世家子弟大多不堪,錢潮在心中回味這湯萍剛說的這句話。心中默唸兩句,他目光有了些許犀利,便開口問道:“那你呢,你怎麼看我這樣世間出身的人?”

錢潮看著湯萍的眼睛。

“我?”

湯萍笑了,一點都不介意錢潮的眼神。

“我算是個例外,因為……唉,我的經歷和那邊那些世家子弟不太一樣,所以我不喜歡他們也不招他們喜歡,不過你大概也不會把我視為同一種人。”

說道這裡是湯萍看了一眼錢潮,那小子眼中的神采倒是有意思。

“呶,那邊的魏家公子的身份也是個特殊的,我不方便說人傢俬事,以後你會知道的,你看,魏四公子倒是有心思想招攬那個人,只怕他打錯了算盤。”

錢潮看過去,果然魏家公子魏僚那略顯蒼白的臉上一雙眸子閃閃爍爍的盯著李簡那裡,不知道在想什麼。

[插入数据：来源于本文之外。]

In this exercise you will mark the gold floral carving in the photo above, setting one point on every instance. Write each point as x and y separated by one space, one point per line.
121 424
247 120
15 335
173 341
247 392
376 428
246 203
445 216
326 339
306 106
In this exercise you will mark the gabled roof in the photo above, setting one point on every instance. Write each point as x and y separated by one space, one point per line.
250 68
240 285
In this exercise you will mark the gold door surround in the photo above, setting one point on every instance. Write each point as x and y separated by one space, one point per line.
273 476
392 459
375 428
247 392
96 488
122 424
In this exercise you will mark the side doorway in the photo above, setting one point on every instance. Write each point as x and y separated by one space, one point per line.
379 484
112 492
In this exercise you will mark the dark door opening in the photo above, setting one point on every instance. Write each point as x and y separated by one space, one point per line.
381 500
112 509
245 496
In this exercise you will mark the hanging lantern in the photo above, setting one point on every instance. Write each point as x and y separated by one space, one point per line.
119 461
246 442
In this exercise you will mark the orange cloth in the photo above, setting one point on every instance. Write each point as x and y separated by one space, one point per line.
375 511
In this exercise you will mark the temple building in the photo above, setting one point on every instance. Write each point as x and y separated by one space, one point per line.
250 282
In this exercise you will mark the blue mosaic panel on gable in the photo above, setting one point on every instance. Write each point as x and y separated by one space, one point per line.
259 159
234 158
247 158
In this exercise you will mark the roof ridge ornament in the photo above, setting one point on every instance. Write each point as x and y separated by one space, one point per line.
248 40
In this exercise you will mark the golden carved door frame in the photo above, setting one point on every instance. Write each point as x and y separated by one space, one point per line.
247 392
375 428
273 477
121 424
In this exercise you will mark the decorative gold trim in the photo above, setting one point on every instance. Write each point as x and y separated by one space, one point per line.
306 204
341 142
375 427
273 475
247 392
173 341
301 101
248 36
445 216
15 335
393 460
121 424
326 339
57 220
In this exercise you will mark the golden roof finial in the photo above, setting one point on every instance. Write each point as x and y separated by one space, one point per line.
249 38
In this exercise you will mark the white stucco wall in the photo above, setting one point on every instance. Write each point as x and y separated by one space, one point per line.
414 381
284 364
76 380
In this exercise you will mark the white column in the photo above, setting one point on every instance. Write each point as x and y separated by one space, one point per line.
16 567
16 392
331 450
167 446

錢潮忽然想到剛才李簡出手教訓那三個人的情形,怎麼這些仙人家的孩子竟讓一個世間出身的打了,而且還毫無還手之力,不但如此,那些人捱了打,竟然還怕了,不管日後他們是否報復,怎麼剛才捱了打就跑了呢?難道仙人家的孩子不會什麼法術嗎?

想到這一點,錢潮又問:“怎麼世家子弟這麼不堪一擊,修行世家的孩子難道不應該比普通人厲害嗎?”

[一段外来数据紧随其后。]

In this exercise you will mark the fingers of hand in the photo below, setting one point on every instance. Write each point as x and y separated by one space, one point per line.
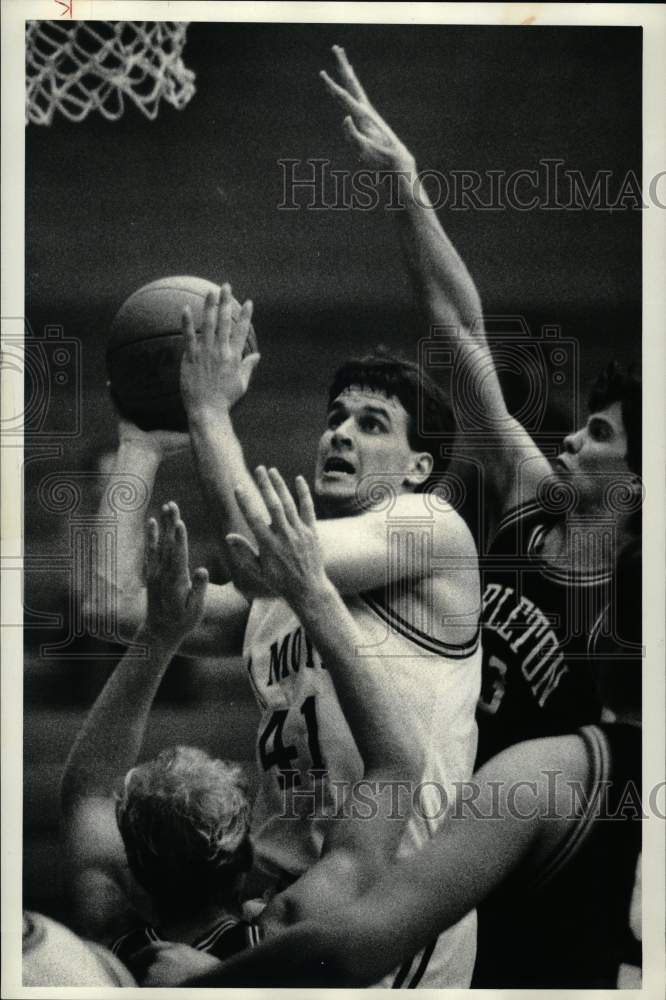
169 515
151 560
244 562
197 594
305 503
348 75
249 363
356 137
285 497
225 315
252 514
345 98
209 319
271 499
240 330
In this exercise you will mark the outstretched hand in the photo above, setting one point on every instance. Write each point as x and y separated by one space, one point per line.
375 142
175 602
170 963
289 560
213 373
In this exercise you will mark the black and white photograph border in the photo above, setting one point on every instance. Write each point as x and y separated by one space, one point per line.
539 134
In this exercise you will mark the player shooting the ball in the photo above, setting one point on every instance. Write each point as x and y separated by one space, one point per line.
417 616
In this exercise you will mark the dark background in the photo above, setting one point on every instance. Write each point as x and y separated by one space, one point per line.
111 206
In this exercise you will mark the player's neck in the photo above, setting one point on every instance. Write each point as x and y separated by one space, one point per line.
188 928
584 543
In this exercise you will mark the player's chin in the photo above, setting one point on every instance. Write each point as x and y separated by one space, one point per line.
336 494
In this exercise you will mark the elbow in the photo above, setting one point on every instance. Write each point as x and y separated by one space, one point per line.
342 959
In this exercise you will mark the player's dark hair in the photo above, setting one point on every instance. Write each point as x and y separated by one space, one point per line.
616 385
184 819
427 406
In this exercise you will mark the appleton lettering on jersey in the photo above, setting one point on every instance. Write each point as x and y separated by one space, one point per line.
528 631
289 654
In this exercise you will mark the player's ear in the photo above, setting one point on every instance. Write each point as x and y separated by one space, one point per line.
422 465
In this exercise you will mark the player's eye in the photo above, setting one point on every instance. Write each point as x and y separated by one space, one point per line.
600 431
370 425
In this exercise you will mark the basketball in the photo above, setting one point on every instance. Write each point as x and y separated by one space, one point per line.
146 345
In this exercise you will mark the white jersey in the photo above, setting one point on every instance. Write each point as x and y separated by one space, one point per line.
307 758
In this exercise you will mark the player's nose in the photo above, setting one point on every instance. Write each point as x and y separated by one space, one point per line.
342 435
573 441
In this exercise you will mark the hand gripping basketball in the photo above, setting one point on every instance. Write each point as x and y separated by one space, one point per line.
146 346
216 370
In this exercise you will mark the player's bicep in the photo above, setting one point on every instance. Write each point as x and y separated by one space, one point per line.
95 863
502 465
222 628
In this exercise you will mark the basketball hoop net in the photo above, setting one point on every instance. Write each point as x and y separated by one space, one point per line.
81 66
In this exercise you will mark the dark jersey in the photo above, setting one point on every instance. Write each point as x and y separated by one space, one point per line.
567 924
226 938
540 628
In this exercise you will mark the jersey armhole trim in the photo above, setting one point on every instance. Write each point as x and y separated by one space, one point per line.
600 770
419 638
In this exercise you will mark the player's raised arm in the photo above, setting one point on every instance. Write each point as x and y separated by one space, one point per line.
509 823
447 292
111 737
214 376
120 591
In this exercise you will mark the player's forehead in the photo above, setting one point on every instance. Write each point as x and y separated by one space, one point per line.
357 398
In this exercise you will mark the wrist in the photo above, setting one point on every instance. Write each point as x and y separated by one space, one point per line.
316 601
133 450
161 640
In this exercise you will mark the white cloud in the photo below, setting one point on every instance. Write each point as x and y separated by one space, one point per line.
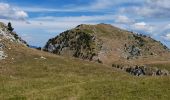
142 26
122 19
9 12
166 37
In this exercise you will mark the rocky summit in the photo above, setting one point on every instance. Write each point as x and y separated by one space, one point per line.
8 35
105 44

“怎麼會呢,世家子弟也就是資質上比平常人普遍的要好一些而已,普通人家幾代人未必出一個可以修行的,世家則是每一代的孩子都有很多能夠修行,而且往往資質不差,這樣才能保證世家的延續,不過在沒有修行之前,都是普通的孩子,該挨的揍還是躲不過的。”

說到這裡湯萍又看著錢潮:“我再告訴你一個世家的小秘密,想不想聽?”

“說呀!”

錢潮自然願意聽。

湯萍微微前傾,聲音不大卻能讓錢潮聽得明白:“其實登上這輛馬車的孩子中,像你這樣世間出身的孩子是幸運的,而世家的孩子則算是比較倒黴的,知道為什麼嗎?”

“當然不知道!快說來聽啊。”

湯萍稍微坐直了身子,掃了一眼周圍的世家子弟,對錢潮小聲說道:

“因為他們都是失敗者!”

“什麼?”

“如果有機會你可以去問問那些世家子弟,願意去五靈宗還是願意留在自己的家族中,我敢保證大多數的人都會願意留在自己的家族中。至於原因嘛,他們的確資質不錯,但是在他們的家族中又有更好的,所以他們被家族放棄了,只好去五靈宗修行。”

“什麼意思,我聽得不太明白。”

“多簡單啊!五靈宗是很大,可宗內修士更是多。因此在給修行之人的供養,肯定不如一個小世家給自己家中一個有潛力的後輩子侄的供養來得豐厚。來這裡的世家子弟資質都不會差,但他們各自的家中留下來重點培養的,肯定資質會更好,又或者,這些孩子資質不錯,但是心志秉性卻不好,家裡擔憂他們長大後很可能成為禍患。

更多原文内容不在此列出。